Clog skates


In ancient times wooden shoes or clogs have been widely used. They were ideal footwear at a time that roads were not yet covered with stones or other hard surfaces. They protected against dirt and mud and could easily be put on and off when going in and out. Dutch and Swedish clogs are still known all over the world but only a few know about Japanese clogs.

Dutch clog skates

To the Dutch it seems only a matter of course that once there have been clogs with skating blades underneath. But skates as shown here have never been made industrially. They are quite scarce and seem to have been made for fun only. The clog skates in this picture have no marks and look as if they have never been used for skating. They were made in the second quarter of the 20th century.

Japanese geta-skates
Also in Japan clogs have been common footwear. Unlike Dutch clogs Japanese clogs do not have the appearance of a shoe or boot. They consist of a wooden platform with two stilts placed athwart underneath. The stilts can vary in height from 2-4 inches and must prevent a kimono from being dragged through street dirt. They were called geta (pronounce ge as in get and ta as in tart). Japanese geta (in Japanese no plural exists) have hanao, V-shaped harnesses as with toe slippers. Traditional hanao are red for women and black for men. As geta do not have protective caps for the toes protection against cold must come from tabi, a kind of mitten-socks. In winter time thick waterproof tabi were worn. The pictures show two kinds of geta skates. It seems odd that geta skates do not have heel straps or so, but it is most likely that Japanese are that accustomed to wearing geta that they have very strong toe muscles.
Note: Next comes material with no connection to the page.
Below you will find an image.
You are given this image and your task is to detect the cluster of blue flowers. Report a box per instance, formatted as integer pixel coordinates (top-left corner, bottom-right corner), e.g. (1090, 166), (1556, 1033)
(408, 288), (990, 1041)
Japanese texts seem to hint that geta skates were used on hard snow rather than on ice. Skating almost must have been a kind of walking then. The picture below was made around 1925 and proofs that they have been used indeed.
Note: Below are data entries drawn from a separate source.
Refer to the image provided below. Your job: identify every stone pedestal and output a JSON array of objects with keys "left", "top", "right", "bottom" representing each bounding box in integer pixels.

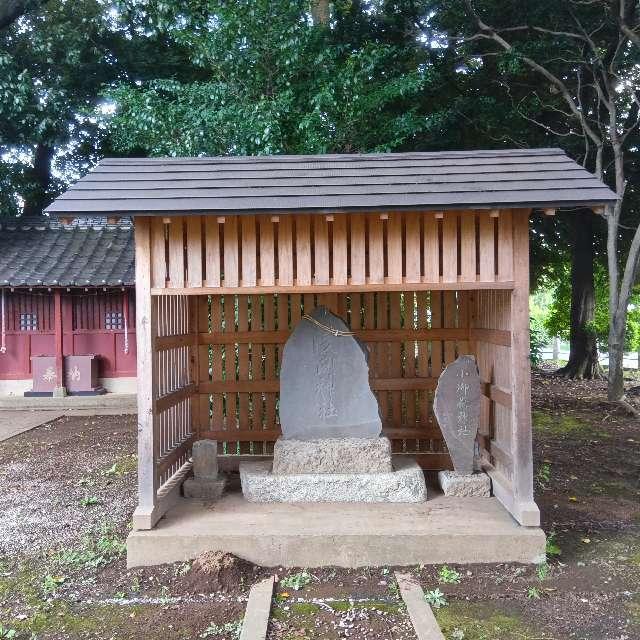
[
  {"left": 272, "top": 437, "right": 393, "bottom": 475},
  {"left": 438, "top": 470, "right": 491, "bottom": 497},
  {"left": 183, "top": 476, "right": 227, "bottom": 500},
  {"left": 183, "top": 439, "right": 226, "bottom": 501},
  {"left": 241, "top": 457, "right": 426, "bottom": 503}
]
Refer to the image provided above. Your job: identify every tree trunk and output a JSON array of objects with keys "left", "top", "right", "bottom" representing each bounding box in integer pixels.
[
  {"left": 310, "top": 0, "right": 330, "bottom": 25},
  {"left": 608, "top": 308, "right": 627, "bottom": 399},
  {"left": 22, "top": 143, "right": 54, "bottom": 217},
  {"left": 556, "top": 212, "right": 604, "bottom": 379}
]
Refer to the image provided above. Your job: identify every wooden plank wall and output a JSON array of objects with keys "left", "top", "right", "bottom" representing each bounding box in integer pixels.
[
  {"left": 189, "top": 290, "right": 512, "bottom": 470},
  {"left": 149, "top": 211, "right": 515, "bottom": 293},
  {"left": 472, "top": 289, "right": 514, "bottom": 489}
]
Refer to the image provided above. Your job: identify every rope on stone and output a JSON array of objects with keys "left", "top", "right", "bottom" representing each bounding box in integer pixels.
[{"left": 302, "top": 313, "right": 355, "bottom": 337}]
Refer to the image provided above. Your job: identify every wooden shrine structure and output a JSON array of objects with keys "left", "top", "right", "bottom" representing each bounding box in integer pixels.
[
  {"left": 0, "top": 217, "right": 136, "bottom": 395},
  {"left": 46, "top": 148, "right": 616, "bottom": 536}
]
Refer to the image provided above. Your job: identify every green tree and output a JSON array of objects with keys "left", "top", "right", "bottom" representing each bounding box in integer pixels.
[
  {"left": 428, "top": 0, "right": 640, "bottom": 399},
  {"left": 106, "top": 1, "right": 434, "bottom": 156},
  {"left": 0, "top": 0, "right": 193, "bottom": 216}
]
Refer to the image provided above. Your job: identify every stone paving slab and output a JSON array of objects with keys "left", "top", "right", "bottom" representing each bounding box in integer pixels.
[
  {"left": 395, "top": 572, "right": 445, "bottom": 640},
  {"left": 0, "top": 410, "right": 65, "bottom": 442},
  {"left": 239, "top": 576, "right": 274, "bottom": 640}
]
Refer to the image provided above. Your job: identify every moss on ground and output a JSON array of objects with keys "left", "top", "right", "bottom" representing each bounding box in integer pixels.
[
  {"left": 435, "top": 602, "right": 541, "bottom": 640},
  {"left": 533, "top": 410, "right": 607, "bottom": 438}
]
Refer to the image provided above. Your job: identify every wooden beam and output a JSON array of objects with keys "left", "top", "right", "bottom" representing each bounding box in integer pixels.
[
  {"left": 509, "top": 209, "right": 540, "bottom": 527},
  {"left": 53, "top": 289, "right": 65, "bottom": 394},
  {"left": 150, "top": 280, "right": 516, "bottom": 296},
  {"left": 132, "top": 217, "right": 159, "bottom": 530}
]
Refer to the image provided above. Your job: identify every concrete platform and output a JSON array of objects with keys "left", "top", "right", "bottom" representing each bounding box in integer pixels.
[
  {"left": 0, "top": 393, "right": 136, "bottom": 412},
  {"left": 127, "top": 489, "right": 546, "bottom": 568}
]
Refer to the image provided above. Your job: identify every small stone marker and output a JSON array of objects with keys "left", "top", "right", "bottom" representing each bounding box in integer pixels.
[
  {"left": 395, "top": 572, "right": 445, "bottom": 640},
  {"left": 279, "top": 306, "right": 381, "bottom": 440},
  {"left": 183, "top": 439, "right": 226, "bottom": 500},
  {"left": 433, "top": 355, "right": 481, "bottom": 475}
]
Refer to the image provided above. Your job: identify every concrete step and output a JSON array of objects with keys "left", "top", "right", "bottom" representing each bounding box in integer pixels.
[{"left": 0, "top": 393, "right": 137, "bottom": 412}]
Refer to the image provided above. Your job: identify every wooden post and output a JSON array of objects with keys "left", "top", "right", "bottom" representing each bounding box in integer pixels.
[
  {"left": 508, "top": 210, "right": 539, "bottom": 526},
  {"left": 53, "top": 289, "right": 66, "bottom": 396},
  {"left": 133, "top": 217, "right": 159, "bottom": 530}
]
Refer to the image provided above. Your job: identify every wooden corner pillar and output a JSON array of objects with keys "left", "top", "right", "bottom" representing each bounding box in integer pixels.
[
  {"left": 52, "top": 289, "right": 67, "bottom": 397},
  {"left": 508, "top": 210, "right": 539, "bottom": 526},
  {"left": 132, "top": 217, "right": 160, "bottom": 530}
]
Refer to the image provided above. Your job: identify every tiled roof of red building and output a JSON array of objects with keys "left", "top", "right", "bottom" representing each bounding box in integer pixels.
[{"left": 0, "top": 217, "right": 134, "bottom": 287}]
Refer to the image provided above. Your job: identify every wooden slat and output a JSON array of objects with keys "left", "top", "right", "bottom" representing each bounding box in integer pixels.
[
  {"left": 498, "top": 209, "right": 514, "bottom": 281},
  {"left": 210, "top": 296, "right": 224, "bottom": 449},
  {"left": 168, "top": 217, "right": 184, "bottom": 288},
  {"left": 155, "top": 333, "right": 192, "bottom": 350},
  {"left": 430, "top": 291, "right": 442, "bottom": 378},
  {"left": 150, "top": 217, "right": 166, "bottom": 288},
  {"left": 200, "top": 425, "right": 443, "bottom": 442},
  {"left": 204, "top": 216, "right": 221, "bottom": 287},
  {"left": 405, "top": 214, "right": 421, "bottom": 284},
  {"left": 259, "top": 215, "right": 275, "bottom": 286},
  {"left": 263, "top": 294, "right": 277, "bottom": 450},
  {"left": 387, "top": 214, "right": 403, "bottom": 283},
  {"left": 241, "top": 215, "right": 257, "bottom": 287},
  {"left": 223, "top": 216, "right": 239, "bottom": 287},
  {"left": 197, "top": 296, "right": 211, "bottom": 435},
  {"left": 441, "top": 212, "right": 457, "bottom": 282},
  {"left": 295, "top": 214, "right": 312, "bottom": 286},
  {"left": 332, "top": 214, "right": 348, "bottom": 285},
  {"left": 349, "top": 213, "right": 366, "bottom": 285},
  {"left": 367, "top": 215, "right": 384, "bottom": 284},
  {"left": 443, "top": 290, "right": 457, "bottom": 364},
  {"left": 313, "top": 215, "right": 330, "bottom": 285},
  {"left": 479, "top": 213, "right": 495, "bottom": 281},
  {"left": 423, "top": 212, "right": 439, "bottom": 283},
  {"left": 155, "top": 382, "right": 197, "bottom": 413},
  {"left": 186, "top": 217, "right": 203, "bottom": 287},
  {"left": 277, "top": 216, "right": 293, "bottom": 286},
  {"left": 237, "top": 295, "right": 250, "bottom": 453},
  {"left": 151, "top": 280, "right": 516, "bottom": 295},
  {"left": 460, "top": 211, "right": 476, "bottom": 282}
]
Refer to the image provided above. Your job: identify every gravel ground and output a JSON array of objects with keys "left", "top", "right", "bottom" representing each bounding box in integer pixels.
[{"left": 0, "top": 413, "right": 137, "bottom": 556}]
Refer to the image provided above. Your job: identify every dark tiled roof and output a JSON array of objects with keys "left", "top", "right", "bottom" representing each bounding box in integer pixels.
[
  {"left": 0, "top": 217, "right": 134, "bottom": 287},
  {"left": 45, "top": 148, "right": 616, "bottom": 216}
]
The photo's underneath show a striking resemblance between Japanese geta and Dutch trips. Trips were a kind of open clogs that are known to have been used from the 14th till the 17th century. They consisted of a wooden sole with two short stilts underneath and two triangular pieces of leather at the top that could be connected by a lip and notches to fit the individual foot size. The photo's show the remains of 15th century trips with nails in the stilts as to provide for more grip on slippery surfaces like ice. It might be possible that this design was introduced in Japan by the Dutch during their stay in Nagasaki/Decima (1648-1823).


top view of trip

bottom view of trip with nails

Russian question
At excavations in April 2006 near Mozahaisk (Moscow) shoe soles were found in a 12th/13th century earth layer that have metal heart shaped platforms underneath. As with the trips these platforms sit in the middle of the soles. But, the soles were made of leather instead of wood and hence going on them must have been very uncomfortable. The Institute of Archaeology of the Academy of Sciences of the Russian Federation, that did the searching, wonders if the hearts have had a function that can be related to ice skating as they seem to have stimulated gliding rather than preventing it. They therefore would like to receive any comment onlookers may have.